For many of these countries, the policies which seem most vulnerable have been introduced relatively recently – notably expenditure on health care and cash benefits.  A commitment to health care seems to have been maintained in most, while changes to cash benefits or ‘social protection’ have tended to focus on ‘targeting’ (or limiting entitlement) rather than the wholesale abandonment of such policies.  It’s worth considering, too, that in the past the legacy of managing major crises – famously, through the impact of war – has been to increase, not to reduce, expectations and the role of the state.  On that basis, I don’t believe this retrenchment represents a long-term trend – but it is a major setback.
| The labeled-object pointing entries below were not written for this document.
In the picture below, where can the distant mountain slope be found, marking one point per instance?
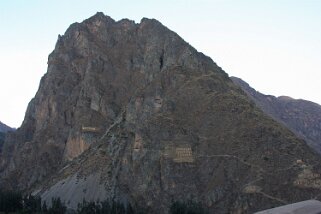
(301, 116)
(4, 128)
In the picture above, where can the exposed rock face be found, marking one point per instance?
(137, 114)
(4, 128)
(301, 116)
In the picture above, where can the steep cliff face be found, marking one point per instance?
(4, 128)
(301, 116)
(132, 112)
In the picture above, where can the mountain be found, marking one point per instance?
(131, 112)
(4, 128)
(301, 116)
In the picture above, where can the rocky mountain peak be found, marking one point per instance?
(131, 112)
The Natcen report on disability benefits is disappointing

The DWP declined to publish the Natcen report on The uses of health and disability benefits.  It’s now been released to the Work and Pensions Committee, and is available here.  The report is presented as a qualitative study; wisely, the authors have avoided numbers.  However, the form of the report is disappointing, and I cannot suppose that it is an adequate reflection of the work that was done.

Qualitative social research works, or needs to work, on two guiding principles.  The first is that what people tell you is evidence.  That is often derided by people in love with quants, but it is fundamental to the nature of evidence.  Courts of law judge evidence by looking for corroboration – probabilities and statistics aren’t enough.  As a broad proposition, evidence is corroborated when two or three witnesses  say the same things, confirming what the others have said.  This report doesn’t do that. It consists very largely of the researchers’ summaries of what people told them.  In a 79-page report, there are 15 ‘case illustrations’, and only 27 direct quotations from respondents.  That means, simply put, that while there are plenty of judgments, there is hardly any evidence given for those judgments.
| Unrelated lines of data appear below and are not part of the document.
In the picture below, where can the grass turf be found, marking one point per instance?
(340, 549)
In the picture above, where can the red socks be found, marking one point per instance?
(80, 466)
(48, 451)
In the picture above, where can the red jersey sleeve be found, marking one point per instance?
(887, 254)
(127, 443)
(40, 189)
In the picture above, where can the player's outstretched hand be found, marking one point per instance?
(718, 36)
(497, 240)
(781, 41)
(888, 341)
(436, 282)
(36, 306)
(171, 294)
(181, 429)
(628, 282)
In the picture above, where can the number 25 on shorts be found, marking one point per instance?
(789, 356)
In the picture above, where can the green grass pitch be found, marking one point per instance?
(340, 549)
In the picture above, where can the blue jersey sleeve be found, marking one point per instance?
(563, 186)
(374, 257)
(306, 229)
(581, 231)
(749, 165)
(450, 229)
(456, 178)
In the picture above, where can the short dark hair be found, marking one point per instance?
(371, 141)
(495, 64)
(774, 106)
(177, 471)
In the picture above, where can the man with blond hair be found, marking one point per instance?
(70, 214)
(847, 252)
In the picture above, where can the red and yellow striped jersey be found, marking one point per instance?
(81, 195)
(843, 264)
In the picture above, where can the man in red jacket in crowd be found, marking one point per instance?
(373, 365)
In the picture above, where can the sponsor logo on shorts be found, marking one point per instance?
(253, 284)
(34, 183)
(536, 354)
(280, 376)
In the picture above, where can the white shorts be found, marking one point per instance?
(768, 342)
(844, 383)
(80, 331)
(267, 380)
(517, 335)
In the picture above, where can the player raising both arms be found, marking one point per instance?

The second principle is voice: what people tell you, and the way they tell it, matter.  Direct quotations, right or wrong, have a purpose and a moral authority.  Researchers have an ethical duty to report what people are telling them.  The way the respondents express themselves is fundamental to any adequate qualitative social research.
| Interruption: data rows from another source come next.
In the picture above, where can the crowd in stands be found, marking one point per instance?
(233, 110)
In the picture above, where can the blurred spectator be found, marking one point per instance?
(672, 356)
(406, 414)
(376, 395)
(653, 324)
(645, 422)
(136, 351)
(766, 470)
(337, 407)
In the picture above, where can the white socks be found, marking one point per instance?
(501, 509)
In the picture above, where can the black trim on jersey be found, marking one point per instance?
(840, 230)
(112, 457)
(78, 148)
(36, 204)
It may well be that this format was demanded by the DWP.  (I’ve been asked by other commissioners, in the past, to dump direct quotations and to just say what I think instead – and I’ve refused to do so.)  It’s very likely that the researchers intend to provide the evidence for this report, and to reflect the voice of the respondents,  in a separate publication.  However, they will need the DWP’s permission for this.  Their report, as it stands, does not do what it needed to do.

The TUC proposes a ‘replacement’ for Universal Credit

It’s been obvious for many years that Universal Credit is failing. On this blog, I’ve considered a long series of critical reports.  When I first made criticisms of the benefit – that was done on the same day that Iain Duncan Smith announced the measure – my concerns were about the concept and its practicability.  Then the criticisms moved on to its implementation, and the impact of further complexity to make up for the deficiencies.  Nowadays, the areas of concern are more likely to be focused on the abundant empirical evidence of failure – for a benefit that has still not fully been rolled out.

The TUC has realised that Universal Credit is a ‘disaster‘, and a new report makes proposals for its ‘replacement’.  The detailed report covers six main areas:

  • making work pay
  • increasing the level of benefit
  • changing rules about conditionality and the initial waiting period
  • changing the process
  • altering the assessment periods, and
  • changing rules for payment.

These are all ways to improve the benefit.  I don’t think this goes anything like far enough.  The fundamental problems will remain:  a tapered benefit, a central focus on getting people to work  when most of its claimants are either already in work or aren’t going to be in the labour market, and a reliance on information that can’t be supplied or managed. The TUC’s proposals are well meant, but they leave all of those elements in place.